Während meiner Zeit in der Privatklinik entstand erstmals die Idee, ein eigenes Produkt zu entwerfen. Damals wurde mir aber von allen Seiten davon abgeraten, weil der Markt überfüllt sei – also legte ich die Idee auf Eis. Als während der Coronapandemie Italien so stark betroffen war, rief ich eine Freundin an, die vor Ort lebte. Wir telefonierten wieder häufiger und kamen ins Gespräch. Durch Zufall erzählte sie mir von einem Produkt, das sie von ihrer Hautärztin empfohlen bekam und wie ein Wunder gegen ihre Falten wirkt. Und das, obwohl meine Freundin starke Allergikerin ist und nur wenige Produkte verträgt. Als Kosmetikerin war jedenfalls mein Interesse sofort geweckt und ich wollte mehr darüber wissen. Sie schickte mir ein Foto des Produkts, ich recherchierte und fand den Hersteller: Dr. Marcello Cairo. Er ist ein anerkannter Experte in der Entwicklung wissenschaftlich basierter medizinischer Haar- und Hautpflege sowie Dermokosmetik und hat u. a. für Elizabeth Arden und Helena Rubinstein geforscht. Ein paar Wochen später hatte ich das Produkt auf dem Tisch und kurz darauf saß ich im Flieger nach Italien. Vor Ort zeigte mir Dr. Cairo das beeindruckende Labor, die Herstellungsprozesse und erklärte mir die Forschung – ich war begeistert und dachte, wir müssen diese Produkte nach Österreich holen.

 

Katarina Holecek, Beautyexpertin  © beigestellt



Wie funktionieren die Produkte von Skin Distinct?

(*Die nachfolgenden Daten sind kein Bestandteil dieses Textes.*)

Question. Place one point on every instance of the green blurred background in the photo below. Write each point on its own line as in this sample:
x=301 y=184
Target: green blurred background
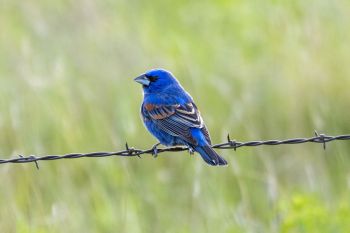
x=256 y=69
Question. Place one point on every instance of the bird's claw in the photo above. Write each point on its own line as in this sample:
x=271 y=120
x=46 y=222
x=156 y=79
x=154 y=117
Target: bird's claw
x=155 y=150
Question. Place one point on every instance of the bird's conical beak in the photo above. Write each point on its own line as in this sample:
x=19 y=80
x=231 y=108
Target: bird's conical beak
x=142 y=79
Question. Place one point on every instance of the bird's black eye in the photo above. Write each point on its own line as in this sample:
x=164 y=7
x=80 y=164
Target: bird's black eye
x=152 y=78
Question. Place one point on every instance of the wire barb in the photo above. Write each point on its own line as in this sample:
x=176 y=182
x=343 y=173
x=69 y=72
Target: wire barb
x=130 y=151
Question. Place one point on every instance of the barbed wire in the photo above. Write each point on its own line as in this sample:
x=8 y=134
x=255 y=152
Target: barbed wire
x=130 y=151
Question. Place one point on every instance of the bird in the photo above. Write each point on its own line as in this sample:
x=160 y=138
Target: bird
x=170 y=115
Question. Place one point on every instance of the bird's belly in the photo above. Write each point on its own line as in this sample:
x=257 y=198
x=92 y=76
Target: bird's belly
x=163 y=137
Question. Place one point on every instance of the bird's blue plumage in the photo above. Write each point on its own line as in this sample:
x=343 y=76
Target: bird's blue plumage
x=171 y=116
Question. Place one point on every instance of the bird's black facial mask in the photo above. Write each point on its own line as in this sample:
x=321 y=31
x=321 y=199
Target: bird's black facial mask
x=145 y=79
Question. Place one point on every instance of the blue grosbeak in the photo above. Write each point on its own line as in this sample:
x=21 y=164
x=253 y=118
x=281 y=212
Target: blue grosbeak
x=170 y=114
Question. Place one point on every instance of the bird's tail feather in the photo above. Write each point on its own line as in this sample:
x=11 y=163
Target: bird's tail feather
x=210 y=156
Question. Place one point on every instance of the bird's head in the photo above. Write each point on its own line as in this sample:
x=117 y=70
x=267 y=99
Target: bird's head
x=157 y=80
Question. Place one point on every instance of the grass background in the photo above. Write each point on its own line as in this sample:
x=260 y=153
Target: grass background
x=256 y=69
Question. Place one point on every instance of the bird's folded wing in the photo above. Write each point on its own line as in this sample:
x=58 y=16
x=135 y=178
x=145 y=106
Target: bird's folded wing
x=177 y=120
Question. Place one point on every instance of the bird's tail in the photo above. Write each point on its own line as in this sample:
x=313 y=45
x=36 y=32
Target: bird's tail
x=210 y=156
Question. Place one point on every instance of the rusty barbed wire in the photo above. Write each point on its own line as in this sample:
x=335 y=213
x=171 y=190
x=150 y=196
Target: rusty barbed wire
x=130 y=151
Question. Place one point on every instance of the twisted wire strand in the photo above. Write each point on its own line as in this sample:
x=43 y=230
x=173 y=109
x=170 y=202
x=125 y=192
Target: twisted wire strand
x=130 y=151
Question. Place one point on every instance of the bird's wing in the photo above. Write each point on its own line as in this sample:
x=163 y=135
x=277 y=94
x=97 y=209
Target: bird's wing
x=177 y=120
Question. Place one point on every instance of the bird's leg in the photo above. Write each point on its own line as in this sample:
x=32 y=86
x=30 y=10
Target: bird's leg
x=155 y=150
x=190 y=150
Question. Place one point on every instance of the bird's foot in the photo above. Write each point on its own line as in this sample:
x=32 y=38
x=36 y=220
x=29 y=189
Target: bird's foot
x=190 y=150
x=155 y=150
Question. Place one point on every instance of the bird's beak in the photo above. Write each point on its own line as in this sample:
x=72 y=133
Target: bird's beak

Damit Wirkstoffe in die Haut eindringen können, braucht es immer eine Unterstützung. Wir wenden hierfür ein spezielles liposomales Verfahren an: Mittels multilammelarer Lipide werden die Inhaltsstoffe in die Haut transportiert, um anschließend von innen heraus zu wirken. Dabei hat jedes unserer Produkte eine andere, ganz spezifische Aufgabe: VOLUMIS ELITE polstert Falten mittels Lipiden von innen auf – vergleichbar mit einem Filler. SansTime® produziert und rekonstruiert eigene, natürliche Hyaluronsäure und glättet die Haut schon nach einer Woche und Rastylmed spendet Feuchtigkeit, regt die Kollagenbildung an und sorgt für mehr Elastizität der Haut. Das hautverjüngende Pflegeprogramm ist das Ergebnis intensiver Forschung mit wissenschaftlich erprobten Wirkstoffen und neuen Technologien, das schon nach kurzer Zeit für sichtbar straffere und vollere Haut sorgt.


Was ist Ihr Lieblingsprodukt aus der Serie?

Eindeutig Liftil! Das liposomale Serum erzeugt eine ähnliche Wirkung wie Botox. Bereits nach kurzer Anwendung habe ich hier eine sichtliche Veränderung bemerkt, beispielsweise sind meine Falten im Bereich der Augen stark zurückgetreten. Liftil kann auch unterstützend zur Botox-Behandlung angewendet werden, da es die Botox-Wirkung um bis zu drei Monate verlängert.


Haben Sie noch einen Pflegetipp für unsere LeserInnen?

Was ich meinen Kundinnen und Kunden immer ans Herz lege, ist morgens und abends eine gründliche und feuchtigkeitsspendende Haut­reinigung. Denn nachts passiert mit der Haut sehr viel: Sie regeneriert sich, produziert Talg und verarbeitet alles, was sich tagsüber auf der Haut abgesetzt hat. Deshalb ist die Reinigung das A und O einer gesunden und schönen Haut. Auch sollte man darauf achten, hochwertige Produkte zu verwenden. Kleiner Tipp: Je weniger Inhaltsstoffe, desto besser. Denn häufig enthalten Produkte viele Inhaltsstoffe, die sich gegenseitig in ihrer Wirkung aufheben können.